Luxtripper Travel Editor
Starting my trip in Rio de Janeiro I began with three days of hustle, bustle and postcard perfect views. First up, a day on Copacabana beach spent working on my tan whilst taking in the mountainous landscapes, live samba music and glamourous joggers. A blissful ease into Rio life before the next day’s busy sightseeing fun. Wanting to start with the famous harbour view I made my way up to the Christ the Redeemer statue for late morning, where despite the bustle of tourists I found myself looking down on the city, with the statue and a cloudless blue sky above me, and feeling as though I was looking down on the world from heaven. It’s easy to see why this is one of the seven natural wonders of the world.
Having begrudgingly torn myself away from the view I came down to Earth, only to head back up, this time on the cable car to the top of Sugarloaf Mountain, with a slowly setting sun behind me. Drinking a cold beer in the bar at the top I watched as Rio turned from brilliant blue to burnt orange and finally to pitch black, with the twinkle of a thousand lights. I remember thinking what a special city this is, nestled in between vast ocean and domineering mountains lies a place full of life and colour. Something which I would be reminded of the next day, on a trip to the Escadaria Selarón, a huge mosaic stairway in the Lapa region of town. Jorge Selarón, the artist responsible, calls them, "my tribute to the Brazilian people" and for me, that’s exactly what they are, a beautiful, brightly coloured example of this vibrant and varied Brazilian city.
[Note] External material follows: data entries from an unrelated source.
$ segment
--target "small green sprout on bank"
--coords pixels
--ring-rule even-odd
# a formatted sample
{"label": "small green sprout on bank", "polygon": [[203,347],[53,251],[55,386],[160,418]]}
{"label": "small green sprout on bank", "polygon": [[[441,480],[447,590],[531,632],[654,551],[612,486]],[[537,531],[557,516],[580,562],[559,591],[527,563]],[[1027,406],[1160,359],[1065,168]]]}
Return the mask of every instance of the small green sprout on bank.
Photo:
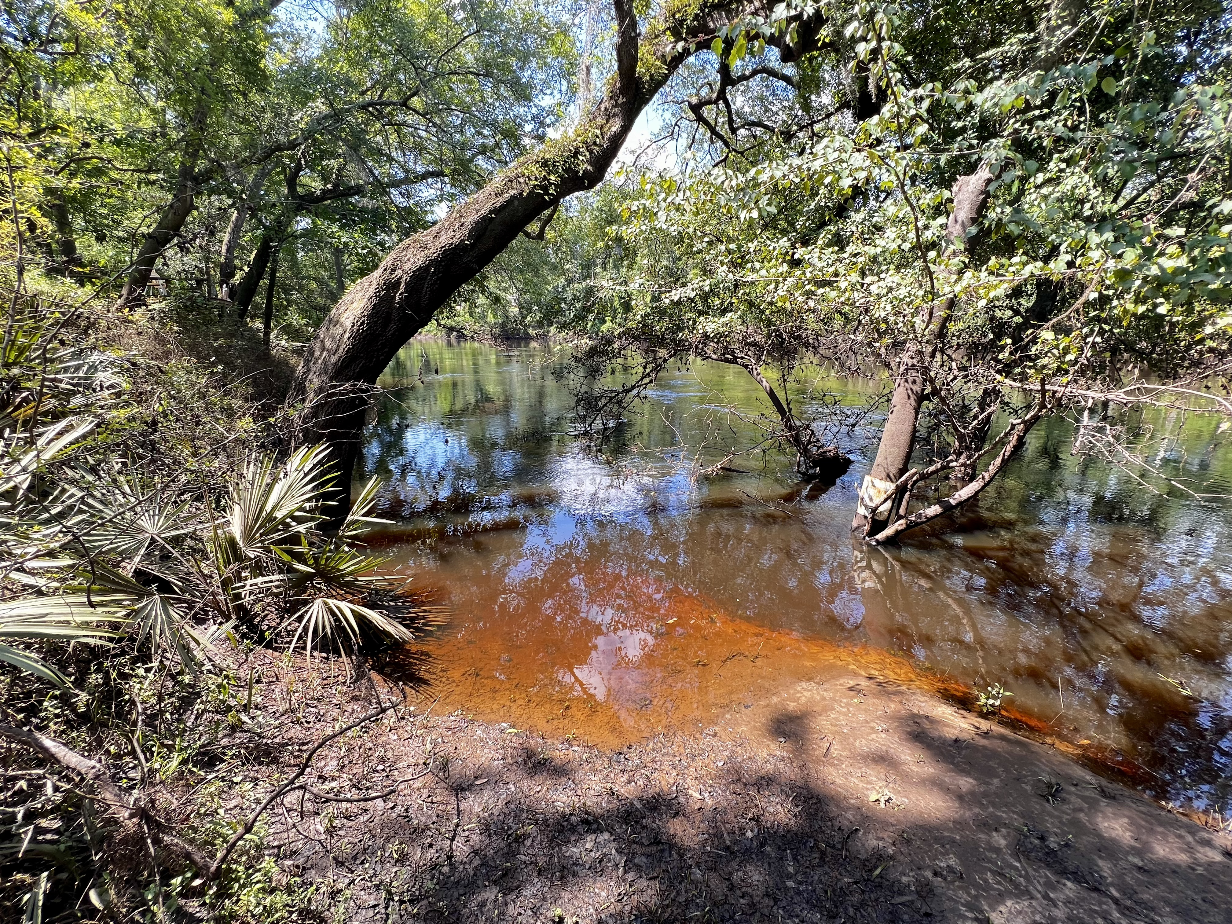
{"label": "small green sprout on bank", "polygon": [[1007,696],[1013,696],[1009,690],[1007,690],[1000,684],[993,684],[988,687],[987,692],[976,694],[976,706],[986,716],[999,716],[1002,711],[1002,702]]}

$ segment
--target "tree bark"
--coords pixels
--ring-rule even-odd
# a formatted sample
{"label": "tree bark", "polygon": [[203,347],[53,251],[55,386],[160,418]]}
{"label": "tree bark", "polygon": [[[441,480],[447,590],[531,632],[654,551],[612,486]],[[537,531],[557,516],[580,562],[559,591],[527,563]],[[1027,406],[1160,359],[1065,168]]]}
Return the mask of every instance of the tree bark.
{"label": "tree bark", "polygon": [[272,169],[274,161],[267,160],[253,174],[248,188],[244,190],[244,196],[235,203],[235,211],[232,212],[227,233],[223,235],[223,245],[218,260],[218,291],[219,296],[228,302],[232,301],[232,283],[235,278],[235,251],[239,249],[239,241],[244,237],[244,223],[253,209],[253,203],[260,198],[261,188],[265,186],[265,181],[269,179]]}
{"label": "tree bark", "polygon": [[116,303],[118,308],[128,308],[145,301],[145,287],[149,285],[154,264],[166,253],[184,223],[188,221],[197,205],[197,160],[205,142],[203,129],[209,110],[205,101],[197,105],[184,139],[184,154],[176,172],[175,192],[171,202],[163,209],[158,223],[142,240],[137,257],[124,280],[124,288]]}
{"label": "tree bark", "polygon": [[[984,205],[988,202],[988,184],[993,174],[987,164],[967,176],[960,176],[954,184],[954,209],[946,223],[945,235],[951,250],[966,250],[967,232],[979,221]],[[945,296],[940,304],[929,302],[922,313],[923,342],[913,341],[903,351],[894,377],[894,393],[890,399],[890,414],[877,444],[877,456],[872,468],[860,485],[855,517],[851,531],[860,535],[880,532],[880,525],[891,520],[896,511],[890,508],[890,485],[893,485],[910,463],[912,448],[915,444],[915,425],[919,420],[920,405],[924,402],[924,372],[931,361],[940,339],[945,334],[945,324],[954,309],[954,296]],[[906,511],[906,499],[903,501]]]}
{"label": "tree bark", "polygon": [[47,214],[55,228],[55,246],[59,251],[55,262],[48,267],[57,276],[75,278],[81,282],[81,255],[76,249],[76,234],[73,230],[73,217],[69,207],[60,198],[47,203]]}
{"label": "tree bark", "polygon": [[309,344],[291,400],[303,405],[298,439],[333,448],[340,508],[346,504],[367,397],[394,354],[537,216],[599,185],[638,115],[679,67],[705,51],[719,26],[761,9],[732,0],[675,5],[649,25],[639,51],[632,0],[614,5],[616,74],[580,124],[394,248],[347,291]]}
{"label": "tree bark", "polygon": [[239,320],[248,317],[253,299],[256,298],[256,291],[261,287],[261,280],[265,278],[265,271],[270,269],[270,257],[274,256],[274,251],[286,230],[285,227],[277,227],[261,234],[256,250],[253,251],[253,259],[248,262],[248,269],[244,270],[244,275],[234,287],[232,302],[235,304],[235,317]]}
{"label": "tree bark", "polygon": [[270,351],[270,334],[274,328],[274,291],[278,285],[278,254],[281,246],[274,248],[274,260],[270,262],[270,281],[265,286],[265,317],[261,319],[261,342]]}
{"label": "tree bark", "polygon": [[992,484],[993,478],[1000,473],[1000,471],[1009,462],[1010,457],[1013,457],[1013,455],[1023,446],[1023,442],[1026,440],[1026,435],[1031,432],[1031,428],[1034,428],[1036,421],[1039,421],[1046,407],[1047,402],[1045,395],[1041,394],[1040,399],[1031,407],[1031,410],[1025,418],[1010,424],[1009,435],[1005,439],[1005,445],[1002,447],[1002,451],[997,453],[995,458],[988,463],[988,468],[981,472],[978,477],[973,478],[944,500],[939,500],[936,504],[926,506],[910,516],[904,516],[903,519],[887,525],[877,535],[870,536],[869,542],[873,546],[883,545],[896,536],[907,532],[907,530],[914,530],[917,526],[923,526],[924,524],[947,514],[955,508],[961,506],[972,498],[977,496],[979,492]]}

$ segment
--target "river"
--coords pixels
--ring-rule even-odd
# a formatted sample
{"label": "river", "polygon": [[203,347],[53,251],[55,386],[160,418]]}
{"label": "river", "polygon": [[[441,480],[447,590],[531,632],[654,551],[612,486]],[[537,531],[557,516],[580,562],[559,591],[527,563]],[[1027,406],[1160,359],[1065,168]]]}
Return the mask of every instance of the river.
{"label": "river", "polygon": [[[357,479],[394,521],[376,542],[451,611],[423,641],[445,706],[617,747],[862,659],[1003,685],[1008,711],[1153,797],[1232,817],[1227,499],[1072,455],[1053,420],[958,529],[866,548],[849,524],[878,419],[829,489],[772,450],[705,476],[699,447],[713,464],[761,439],[747,373],[673,367],[596,448],[570,432],[562,361],[416,340],[381,382]],[[818,410],[876,387],[792,391]],[[1218,420],[1146,423],[1149,464],[1232,494]]]}

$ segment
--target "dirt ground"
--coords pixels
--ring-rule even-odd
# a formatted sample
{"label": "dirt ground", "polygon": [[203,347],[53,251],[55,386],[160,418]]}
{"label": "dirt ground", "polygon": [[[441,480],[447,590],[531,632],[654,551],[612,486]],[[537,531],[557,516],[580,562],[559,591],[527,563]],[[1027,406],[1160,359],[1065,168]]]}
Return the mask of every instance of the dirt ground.
{"label": "dirt ground", "polygon": [[[265,676],[260,695],[282,695]],[[400,696],[379,679],[349,695],[352,718]],[[290,702],[303,747],[254,755],[254,780],[338,717],[329,683]],[[618,749],[436,706],[410,694],[342,737],[267,816],[326,918],[1230,919],[1226,834],[891,679],[798,683]]]}

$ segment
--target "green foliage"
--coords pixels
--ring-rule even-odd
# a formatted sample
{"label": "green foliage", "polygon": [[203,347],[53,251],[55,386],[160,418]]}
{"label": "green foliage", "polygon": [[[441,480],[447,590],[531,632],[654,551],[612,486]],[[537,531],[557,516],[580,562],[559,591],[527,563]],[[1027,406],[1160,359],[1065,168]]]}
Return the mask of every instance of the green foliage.
{"label": "green foliage", "polygon": [[[719,33],[718,84],[687,75],[684,158],[628,171],[616,221],[583,207],[521,315],[574,338],[590,381],[637,357],[649,383],[680,356],[876,375],[918,349],[940,460],[982,444],[997,407],[1016,416],[1024,388],[1061,410],[1186,393],[1149,379],[1222,407],[1207,387],[1232,347],[1220,5],[814,9],[791,26],[790,67],[770,43],[795,7]],[[982,169],[987,206],[951,240],[955,182]]]}

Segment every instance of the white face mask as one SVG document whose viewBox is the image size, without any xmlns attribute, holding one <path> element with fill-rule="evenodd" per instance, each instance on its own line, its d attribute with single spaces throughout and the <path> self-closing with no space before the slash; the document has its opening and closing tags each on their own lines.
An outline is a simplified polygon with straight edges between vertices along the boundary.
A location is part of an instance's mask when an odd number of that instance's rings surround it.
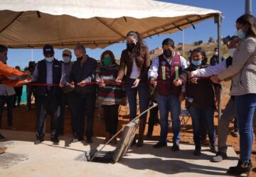
<svg viewBox="0 0 256 177">
<path fill-rule="evenodd" d="M 1 61 L 3 63 L 6 64 L 8 57 L 6 55 L 3 55 L 1 58 L 0 59 L 0 61 Z"/>
<path fill-rule="evenodd" d="M 53 56 L 51 57 L 46 57 L 46 62 L 51 62 L 53 61 L 53 59 L 54 59 L 54 57 L 53 57 Z"/>
<path fill-rule="evenodd" d="M 237 33 L 238 33 L 238 36 L 240 39 L 242 40 L 245 38 L 245 33 L 243 33 L 242 29 L 240 29 L 239 30 L 238 30 Z"/>
<path fill-rule="evenodd" d="M 70 57 L 63 57 L 63 62 L 69 63 L 70 62 Z"/>
<path fill-rule="evenodd" d="M 234 55 L 235 50 L 235 48 L 228 50 L 228 53 L 230 55 L 231 57 L 233 57 L 233 56 Z"/>
</svg>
Up next on my tour of Brazil was a week relaxing further down the coast, from Ilha Grande to Paraty. A tiny island paradise, Ilha Grande is an old pirates stomping ground, and with its lack of cars and few settlements, it still feels rather that way. The rainforest lined Lopes Mendes beach is one of the most picturesque I have ever come across - the fact that you either have to hike or boat to it making it perfectly unspoilt – and so a happy few days were spent lazing on white sand and paddling in turquoise water. But following an utterly incredible seafood dinner, eaten on the beach with the sea gently lapping my feet - Lua e Mar restaurant is a must try, genuinely the best seafood I have ever eaten – it was time to head back to mainland and move onto Paraty.
The old colonial town is a popular destination for Brazilians and foreigners alike and its cobbled streets and whitewashed buildings were bustling with life as I sat down in a harbour side bar to try my first Caipirinha, Brazil’s national drink. Made from cachaça spirit, sugar, lime and ice, these cocktails are dangerously delicious. Needless to say, after polishing off a couple I was in the mood for a little Brazilian nightlife, and so I found myself in an open air bar, nestled into an old stone building with flowered vines crawling the walls, drinkers chatting on the street outside, and a live samba band playing inside. The Brazilian carnival spirit is totally infectious, and even with my lack of rhythm I was soon being spun around by the locals and taught some moves by the band’s dancers, who looked fantastic all dressed up in traditional carnival attire. A perfectly Brazilian night followed by a perfectly relaxing next day. Having heard that the most popular activity for a stay in in Paraty is to take one of the many boat trips on offer, I set off on a big old wooden ship for a day of snorkelling, sunning and seafood. There’s really nothing like the joy of throwing yourself off a boat and splashing into a clear blue sea. It certainly cleared the cobwebs from the night before!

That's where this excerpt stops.